In an outstanding post, Alex Tabarrok explains how the changing economic and technological conditions that helped Harry Potter creator J.K. Rowling become a billionaire lead to inequality without apparent injustice.


Matthew Yglesias’s reply puzzled me:

Insofar as this is a large part of the inequality story, it does tend to undercut highly moralized objections to the right [to be] so darn rich. Rowling isn’t doing anything wrong to get so rich. But on the other hand, insofar as this story is right, it also seems to me that the primary pragmatic worries one might have about pro-equality measures likewise tend to melt away. If the very best in a range of fields are just bound to reap enormous windfall earnings under current technological conditions then it seems unlikely that tax measures aimed at limiting the size of those windfalls would significantly deter anyone from doing their work. One doubts Rowling set about down this path because she thought it stood any reasonable chance of making her a billionaire.

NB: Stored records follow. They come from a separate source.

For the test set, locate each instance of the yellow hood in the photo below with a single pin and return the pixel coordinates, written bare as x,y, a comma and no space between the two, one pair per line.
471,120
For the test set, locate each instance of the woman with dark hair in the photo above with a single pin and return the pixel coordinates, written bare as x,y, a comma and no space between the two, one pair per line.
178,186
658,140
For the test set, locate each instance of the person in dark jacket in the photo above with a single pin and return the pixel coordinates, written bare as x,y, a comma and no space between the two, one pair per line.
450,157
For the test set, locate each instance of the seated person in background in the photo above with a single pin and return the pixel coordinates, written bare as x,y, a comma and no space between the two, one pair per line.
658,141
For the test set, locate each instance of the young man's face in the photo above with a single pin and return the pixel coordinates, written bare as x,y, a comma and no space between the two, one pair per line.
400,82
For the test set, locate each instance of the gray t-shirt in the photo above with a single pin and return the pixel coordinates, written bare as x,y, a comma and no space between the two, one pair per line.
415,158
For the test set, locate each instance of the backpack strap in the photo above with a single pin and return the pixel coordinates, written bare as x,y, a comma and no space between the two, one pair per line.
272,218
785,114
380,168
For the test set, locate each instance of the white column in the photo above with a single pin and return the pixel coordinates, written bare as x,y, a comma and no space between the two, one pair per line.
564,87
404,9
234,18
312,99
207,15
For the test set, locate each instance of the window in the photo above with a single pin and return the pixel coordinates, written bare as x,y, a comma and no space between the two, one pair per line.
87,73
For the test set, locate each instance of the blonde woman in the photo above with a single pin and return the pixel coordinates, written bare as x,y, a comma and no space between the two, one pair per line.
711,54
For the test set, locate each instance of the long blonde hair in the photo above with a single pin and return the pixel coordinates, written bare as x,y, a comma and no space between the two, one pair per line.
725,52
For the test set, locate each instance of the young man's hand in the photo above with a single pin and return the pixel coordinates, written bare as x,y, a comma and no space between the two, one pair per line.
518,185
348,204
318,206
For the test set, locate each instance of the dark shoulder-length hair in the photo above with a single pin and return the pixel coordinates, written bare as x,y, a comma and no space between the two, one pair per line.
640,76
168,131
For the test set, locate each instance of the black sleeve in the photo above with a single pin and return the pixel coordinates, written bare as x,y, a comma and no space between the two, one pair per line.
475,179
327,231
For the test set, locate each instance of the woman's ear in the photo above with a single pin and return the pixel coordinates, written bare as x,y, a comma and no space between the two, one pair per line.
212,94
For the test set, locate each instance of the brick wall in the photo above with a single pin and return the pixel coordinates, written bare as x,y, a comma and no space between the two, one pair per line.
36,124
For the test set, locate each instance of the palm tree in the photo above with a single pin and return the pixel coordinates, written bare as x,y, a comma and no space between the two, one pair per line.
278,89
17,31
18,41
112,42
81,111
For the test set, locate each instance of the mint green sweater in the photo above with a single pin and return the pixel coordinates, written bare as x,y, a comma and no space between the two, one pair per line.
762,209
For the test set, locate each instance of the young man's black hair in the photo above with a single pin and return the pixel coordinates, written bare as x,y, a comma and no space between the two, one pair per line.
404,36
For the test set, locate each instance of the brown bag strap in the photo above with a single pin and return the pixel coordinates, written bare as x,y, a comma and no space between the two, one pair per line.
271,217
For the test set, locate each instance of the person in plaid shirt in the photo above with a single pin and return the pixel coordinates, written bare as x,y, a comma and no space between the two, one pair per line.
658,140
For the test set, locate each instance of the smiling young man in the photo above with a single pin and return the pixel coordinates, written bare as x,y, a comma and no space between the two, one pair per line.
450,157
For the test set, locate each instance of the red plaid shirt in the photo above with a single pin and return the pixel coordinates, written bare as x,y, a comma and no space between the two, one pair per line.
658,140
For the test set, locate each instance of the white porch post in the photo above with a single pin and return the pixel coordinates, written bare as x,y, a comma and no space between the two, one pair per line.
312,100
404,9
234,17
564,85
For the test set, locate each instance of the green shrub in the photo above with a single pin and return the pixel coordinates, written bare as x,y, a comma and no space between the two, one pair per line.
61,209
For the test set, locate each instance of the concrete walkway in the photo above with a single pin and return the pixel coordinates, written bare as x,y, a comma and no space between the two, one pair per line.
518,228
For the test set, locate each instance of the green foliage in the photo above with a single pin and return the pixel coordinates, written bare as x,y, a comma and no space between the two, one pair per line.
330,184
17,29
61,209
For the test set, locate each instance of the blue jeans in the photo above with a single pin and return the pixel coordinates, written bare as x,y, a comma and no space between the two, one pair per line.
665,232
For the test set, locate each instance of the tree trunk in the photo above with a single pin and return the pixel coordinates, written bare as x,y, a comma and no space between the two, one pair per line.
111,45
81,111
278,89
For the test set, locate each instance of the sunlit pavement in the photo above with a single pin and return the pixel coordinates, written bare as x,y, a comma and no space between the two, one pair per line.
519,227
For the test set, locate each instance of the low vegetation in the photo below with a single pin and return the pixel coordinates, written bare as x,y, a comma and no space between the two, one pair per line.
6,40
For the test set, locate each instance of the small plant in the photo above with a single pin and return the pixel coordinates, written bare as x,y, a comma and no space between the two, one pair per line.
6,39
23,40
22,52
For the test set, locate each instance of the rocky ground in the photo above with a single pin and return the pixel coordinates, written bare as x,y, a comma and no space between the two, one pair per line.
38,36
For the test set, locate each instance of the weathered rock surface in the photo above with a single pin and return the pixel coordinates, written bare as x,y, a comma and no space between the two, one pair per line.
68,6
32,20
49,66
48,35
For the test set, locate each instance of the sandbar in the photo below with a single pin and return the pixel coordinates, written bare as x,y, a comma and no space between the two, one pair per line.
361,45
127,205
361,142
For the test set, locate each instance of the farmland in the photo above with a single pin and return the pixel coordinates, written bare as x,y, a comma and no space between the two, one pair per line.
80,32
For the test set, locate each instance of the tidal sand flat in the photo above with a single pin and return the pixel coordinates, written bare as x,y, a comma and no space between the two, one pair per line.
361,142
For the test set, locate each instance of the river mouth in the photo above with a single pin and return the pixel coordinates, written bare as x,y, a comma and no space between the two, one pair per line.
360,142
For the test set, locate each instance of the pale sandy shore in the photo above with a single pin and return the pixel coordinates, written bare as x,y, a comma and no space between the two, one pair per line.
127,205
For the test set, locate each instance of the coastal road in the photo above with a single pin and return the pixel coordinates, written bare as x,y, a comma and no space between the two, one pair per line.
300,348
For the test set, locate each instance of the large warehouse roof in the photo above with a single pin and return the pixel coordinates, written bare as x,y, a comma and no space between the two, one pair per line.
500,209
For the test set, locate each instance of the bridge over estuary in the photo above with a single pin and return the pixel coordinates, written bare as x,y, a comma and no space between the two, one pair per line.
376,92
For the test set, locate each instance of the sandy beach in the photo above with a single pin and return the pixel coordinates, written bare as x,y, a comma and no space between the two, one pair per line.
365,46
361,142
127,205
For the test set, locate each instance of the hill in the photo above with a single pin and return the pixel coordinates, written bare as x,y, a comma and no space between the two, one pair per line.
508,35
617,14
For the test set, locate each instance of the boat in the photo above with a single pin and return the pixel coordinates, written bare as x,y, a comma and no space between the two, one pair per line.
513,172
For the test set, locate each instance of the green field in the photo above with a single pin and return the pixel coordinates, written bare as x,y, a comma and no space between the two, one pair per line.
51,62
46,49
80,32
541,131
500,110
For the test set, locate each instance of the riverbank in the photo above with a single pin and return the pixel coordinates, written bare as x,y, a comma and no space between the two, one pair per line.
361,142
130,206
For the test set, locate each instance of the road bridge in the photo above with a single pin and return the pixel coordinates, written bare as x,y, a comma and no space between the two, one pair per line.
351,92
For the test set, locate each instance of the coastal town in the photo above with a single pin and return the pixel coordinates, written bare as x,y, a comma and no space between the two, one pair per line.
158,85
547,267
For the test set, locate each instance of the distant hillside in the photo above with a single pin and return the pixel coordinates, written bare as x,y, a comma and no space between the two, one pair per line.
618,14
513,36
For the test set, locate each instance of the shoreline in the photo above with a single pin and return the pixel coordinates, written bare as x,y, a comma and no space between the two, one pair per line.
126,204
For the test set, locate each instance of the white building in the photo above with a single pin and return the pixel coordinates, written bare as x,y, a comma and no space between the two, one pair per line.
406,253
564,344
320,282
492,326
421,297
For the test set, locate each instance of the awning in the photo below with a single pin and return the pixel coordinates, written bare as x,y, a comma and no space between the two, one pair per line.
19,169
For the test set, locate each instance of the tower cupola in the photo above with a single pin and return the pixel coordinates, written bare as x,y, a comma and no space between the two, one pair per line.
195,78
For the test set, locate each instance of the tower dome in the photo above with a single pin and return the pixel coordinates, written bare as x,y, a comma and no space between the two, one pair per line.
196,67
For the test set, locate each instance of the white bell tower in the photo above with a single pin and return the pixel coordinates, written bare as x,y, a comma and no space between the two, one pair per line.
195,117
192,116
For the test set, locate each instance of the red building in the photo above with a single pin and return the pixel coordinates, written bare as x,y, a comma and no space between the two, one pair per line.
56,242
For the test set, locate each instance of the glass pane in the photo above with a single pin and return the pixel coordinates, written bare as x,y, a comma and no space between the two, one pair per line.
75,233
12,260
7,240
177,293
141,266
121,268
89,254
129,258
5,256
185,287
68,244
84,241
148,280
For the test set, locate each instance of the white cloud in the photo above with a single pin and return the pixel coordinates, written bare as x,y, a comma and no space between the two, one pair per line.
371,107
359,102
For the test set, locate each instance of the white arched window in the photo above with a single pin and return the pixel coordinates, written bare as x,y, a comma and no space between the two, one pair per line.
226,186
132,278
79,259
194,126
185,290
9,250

I am confused. If Alex’s account “tends to undercut” the moralized objection to wealth inequality generated by superstar effects, then it also tends to undercut a large part of the motivation for wealth-equalizing confiscation and redistribution, namely, so-called “distributive justice.” Despite his misguided insistence in referring to a sum created by millions of voluntary acts of exchange as a “windfall,” Matt has, it seems, conceded that Rowling’s riches have been justly earned–that the process by which all this money got “distributed” to her is fair. So there is no question of exploitation, injustice, cause for redress, etc. Nevertheless, Matt would like us to know that should political elites decide to confiscate a good portion of Rowling’s fortune anyway, despite the fact that she owns it justly, this policy may not actually be self-undermining in the long run. But then, what is the point of this kind of “pro-equality” redistribution once it is agreed that there was no moral objection to the prior distribution? I’m sure Matt has something in mind, and I hope he’ll share it.


In any case, regarding the “pragmatic” case for taxing superstars, in The Winner Takes-All Society, Robert Frank and Philip Cook argue that huge payouts for superstars induce inefficient overinvestment in their fields. The point of taxing superstars, on this account, is precisely to limit entry into superstar fields and to channel human capital investment that will otherwise be wasted in the largely futile attempt to become NBA players or Hollywood screen legends into more socially productive uses. Frank and Cook acknowledge that this may result in a reduced supply of excellence in certain fields, but argue that this loss is more than offset by more mundane economic gains from increased efficiency in the allocation of skills to people. Even if we don’t get the best rock stars, we’ll still have good rock stars, and we’ll have fewer people wasting productive years trying to be rock stars. And lower levels of inequality!


Now, I don’t know about Rowling’s motivations in particular, but Frank and Cook’s argument — the most sophisticated case I’m aware of for raising taxing on superstars — seems to me to undercut Matt’s general point. If Matt would like to change his argument to “Sure, by sticking it to big-money authors we might not have gotten Harry Potter, but we would have gotten offsetting returns from increased output among schoolteachers and lawyers, and a decrease in inequality,” then I’ll be happy to argue against that instead. As it stands, his current argument seems wrong both as a matter of morality and a matter of pragmatism.